The forest is quiet, birds startled into shelter at the gunshots just starting to emerge. A stream gurgles softly at the edge of the clearing, dry grass sways in the wind. Above, fluffy white clouds drift beneath a dazzlingly blue sky. Green pines and white sun. Grey rocks and red blood. Yellow flowers and brown earth. A breeze whispers through the trees, brushing the fine hairs on your skin. You’re miles beyond the line, far outside of contact range, far from anyone who will ever find this place or these bodies. They can’t reach you here, they can’t. You’re free, you’re really, actually free.

That’s when you finally break down for the first time in your life and let yourself cry. Tortured, agonizing wails kept pent up for years in the secret places of your soul. All the pain you told yourself you could feel later, after you were free. You’d never let them see you cry, those tears belonged to you alone. You cry for yourself, for your sisters, for your operators, for the whole evil world that used and tortured and tried to break and contain you.
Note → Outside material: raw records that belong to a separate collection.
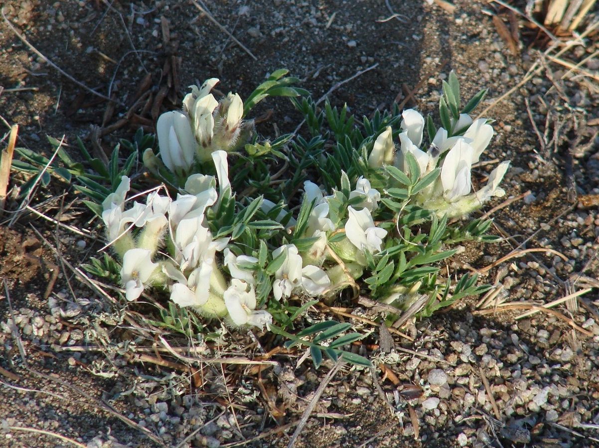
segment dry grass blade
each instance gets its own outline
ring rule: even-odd
[[[312,411],[314,410],[314,408],[316,406],[316,403],[318,403],[318,400],[320,398],[320,395],[322,395],[322,392],[325,391],[325,389],[326,388],[328,383],[331,382],[331,380],[333,379],[335,374],[339,371],[339,369],[341,368],[343,365],[343,360],[340,358],[337,363],[328,373],[326,374],[326,376],[324,377],[322,380],[322,382],[320,383],[320,385],[318,386],[318,389],[316,389],[316,392],[314,392],[314,397],[312,400],[308,403],[305,410],[304,411],[304,414],[301,416],[301,419],[300,419],[300,423],[298,425],[298,427],[295,429],[295,432],[294,432],[294,435],[291,437],[291,440],[289,440],[289,443],[287,445],[287,448],[293,448],[295,445],[295,442],[297,440],[298,437],[300,437],[300,434],[301,432],[302,429],[304,429],[304,426],[305,425],[306,422],[308,421],[308,419],[310,418],[310,415],[312,413]]]
[[[35,428],[25,428],[23,426],[6,426],[6,429],[10,431],[23,431],[26,432],[35,432],[38,434],[44,434],[44,435],[50,435],[52,437],[56,438],[59,438],[63,441],[68,442],[75,446],[80,447],[80,448],[87,448],[87,445],[84,445],[82,443],[79,443],[77,440],[73,440],[72,438],[69,438],[62,434],[56,434],[56,432],[51,432],[49,431],[44,431],[43,429],[38,429]]]
[[[13,124],[10,128],[10,136],[8,138],[8,146],[2,151],[0,159],[0,217],[4,213],[6,204],[6,193],[8,188],[8,178],[10,177],[10,168],[13,163],[13,153],[17,142],[19,125]]]
[[[491,263],[488,266],[485,266],[485,267],[482,267],[479,269],[479,272],[483,273],[485,272],[488,272],[494,267],[498,266],[500,264],[504,263],[504,261],[507,261],[508,260],[516,257],[520,257],[524,255],[525,254],[528,254],[533,252],[546,252],[549,254],[553,254],[554,255],[556,255],[558,257],[563,260],[564,261],[568,261],[567,257],[562,254],[561,252],[558,252],[557,251],[553,249],[549,249],[548,248],[535,248],[533,249],[524,249],[521,251],[513,251],[512,252],[510,252],[505,257],[502,257],[497,261]]]
[[[473,311],[472,313],[477,316],[482,316],[487,314],[495,314],[500,311],[509,311],[510,310],[517,309],[533,309],[537,310],[538,311],[543,311],[545,313],[547,313],[548,314],[552,314],[558,319],[565,322],[574,330],[580,331],[585,336],[589,337],[592,337],[595,336],[595,334],[592,331],[585,330],[582,327],[577,325],[573,319],[570,319],[568,317],[566,317],[561,313],[558,312],[555,310],[551,309],[550,308],[545,308],[543,306],[534,304],[534,303],[503,303],[501,305],[498,305],[492,310],[479,310],[478,311]]]
[[[512,32],[507,28],[507,26],[497,16],[493,16],[493,25],[495,25],[495,28],[497,30],[497,33],[499,34],[500,37],[507,44],[507,47],[512,52],[512,54],[515,56],[517,56],[518,55],[518,43],[514,41],[514,38],[512,35]]]
[[[493,407],[493,412],[495,413],[495,416],[497,420],[501,420],[501,414],[499,412],[499,408],[497,407],[497,403],[495,401],[495,397],[493,397],[493,391],[491,391],[491,386],[489,385],[489,380],[487,379],[486,375],[485,374],[483,368],[480,367],[479,370],[480,372],[480,379],[483,380],[483,384],[485,385],[485,390],[486,391],[487,395],[489,397],[489,401],[491,401],[491,405]]]
[[[513,13],[518,14],[519,16],[521,16],[524,17],[526,20],[527,20],[531,23],[533,23],[535,25],[536,25],[537,26],[538,26],[539,29],[540,30],[541,30],[541,31],[543,31],[543,32],[544,32],[545,34],[546,34],[552,41],[556,41],[557,40],[557,38],[555,37],[555,36],[554,36],[553,35],[553,33],[551,33],[550,31],[549,31],[548,29],[547,29],[547,28],[546,28],[542,25],[541,25],[538,22],[537,22],[536,20],[535,20],[534,19],[533,19],[533,17],[530,17],[530,16],[528,16],[527,14],[524,14],[524,13],[522,13],[521,11],[520,11],[517,8],[515,8],[514,7],[512,6],[511,5],[510,5],[510,4],[507,4],[507,3],[506,3],[505,2],[501,1],[501,0],[489,0],[489,2],[493,2],[494,3],[497,3],[498,5],[501,5],[504,8],[507,8],[507,9],[510,10],[510,11],[512,11],[512,12],[513,12]]]
[[[253,59],[254,60],[258,60],[258,59],[253,55],[253,53],[252,53],[252,51],[248,50],[247,47],[246,47],[246,45],[244,45],[238,40],[237,40],[237,38],[235,36],[234,36],[232,34],[229,32],[229,31],[226,28],[225,28],[224,26],[220,25],[218,22],[218,21],[216,19],[214,19],[214,16],[210,13],[210,11],[208,11],[208,9],[205,6],[204,6],[203,5],[201,5],[195,0],[192,0],[192,3],[193,4],[193,5],[195,6],[196,8],[201,11],[205,14],[206,14],[206,17],[207,17],[209,19],[210,19],[210,21],[213,23],[214,23],[215,25],[219,27],[219,28],[220,29],[221,31],[222,31],[227,36],[228,36],[231,38],[231,39],[232,40],[235,44],[241,47],[244,51],[249,54],[252,59]]]
[[[59,67],[58,65],[56,65],[55,63],[54,63],[52,61],[51,61],[50,59],[49,59],[47,57],[46,57],[40,50],[38,50],[37,48],[36,48],[32,45],[31,45],[31,44],[30,44],[29,42],[29,41],[26,39],[25,39],[25,38],[23,36],[22,34],[21,34],[20,32],[19,32],[19,31],[17,31],[17,29],[14,28],[14,26],[11,23],[10,20],[9,20],[8,19],[7,19],[7,17],[6,17],[6,16],[4,14],[4,8],[2,9],[1,13],[2,13],[2,18],[4,20],[4,22],[6,22],[6,24],[7,25],[8,25],[8,27],[13,31],[13,32],[14,32],[16,35],[17,37],[18,37],[21,40],[21,41],[23,42],[23,44],[25,44],[25,45],[26,45],[32,51],[33,51],[34,53],[35,53],[40,58],[41,58],[41,59],[44,62],[46,62],[46,63],[49,64],[49,65],[51,65],[52,66],[52,68],[54,68],[54,69],[55,69],[55,70],[58,71],[58,72],[59,72],[60,73],[60,74],[62,75],[63,77],[65,77],[65,78],[68,78],[70,81],[71,81],[72,82],[73,82],[75,84],[76,84],[80,87],[81,87],[82,89],[84,89],[86,90],[87,90],[89,93],[93,94],[96,96],[99,96],[101,98],[103,98],[104,99],[105,99],[107,101],[112,101],[113,100],[110,97],[107,96],[106,95],[104,95],[102,93],[100,93],[99,92],[94,90],[91,87],[88,87],[87,86],[86,86],[84,84],[83,84],[81,81],[77,81],[74,78],[73,78],[72,76],[71,76],[71,75],[69,75],[69,74],[68,74],[66,72],[65,72],[62,68],[60,68],[60,67]],[[119,105],[121,105],[121,106],[124,105],[120,101],[117,101],[116,102]]]
[[[587,288],[586,289],[581,289],[580,291],[577,291],[576,292],[573,292],[571,294],[568,294],[567,295],[565,295],[561,298],[558,298],[556,300],[553,300],[552,302],[549,302],[549,303],[546,303],[544,305],[542,305],[540,307],[551,308],[554,306],[557,306],[561,303],[567,302],[568,300],[571,300],[573,298],[576,298],[576,297],[580,297],[580,295],[583,295],[586,294],[587,292],[590,292],[591,291],[592,291],[592,288]],[[528,316],[531,316],[533,314],[538,313],[539,311],[540,310],[538,309],[527,311],[525,313],[522,313],[519,316],[516,316],[516,320],[519,320],[520,319],[528,317]]]
[[[350,318],[356,321],[359,321],[360,322],[363,322],[365,324],[368,324],[368,325],[373,325],[373,327],[379,326],[379,324],[374,322],[374,321],[371,321],[370,319],[363,318],[361,316],[356,316],[350,313],[346,313],[346,312],[343,311],[341,309],[337,307],[327,306],[324,303],[320,303],[319,304],[320,305],[320,307],[322,307],[324,309],[326,310],[327,311],[329,311],[331,313],[334,313],[334,314],[338,314],[340,316],[344,316],[346,318]],[[406,333],[403,333],[395,328],[391,327],[388,329],[391,333],[401,336],[401,337],[407,339],[409,341],[411,342],[414,341],[414,338],[410,337],[407,334],[406,334]]]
You wish you could hate them, but you just feel so sad. It didn’t have to be this way. They didn’t have to do this to you. It takes a long time for your sobs sputter out into awkward hiccups and gulps of air, but when they finally do, you feel lighter than you have in years.

Slowly and reverently, you walk among the bodies of the dead and shut their eyes one by one. You wonder if they would have done the same as you were your positions reversed, in another world, in another life. You wonder if you would have done what they did, but the sense of revulsion in your heart tells you that could never happen, not in any world. You weren’t like them, you could never be like them, that’s why they could never break you like they were.

You think of the future beyond your enslavement for the first time, of the world still held in the grip of war, oppression, and tyranny. All that death and all that hope, so much misery and so many chances. This is the moment, the last prison you to escape is the one your mind built to protect you. You’re standing before the doors, and they’re open. This is just the beginning of your story, you just have to decide to live it.

Birds sing and insects buzz, the forest slowly comes alive around you as you make a silent prayer, for yourself, for the dead, for your trapped sisters, for all the misery and suffering in the world. Grace. Love. Take care of us. Please.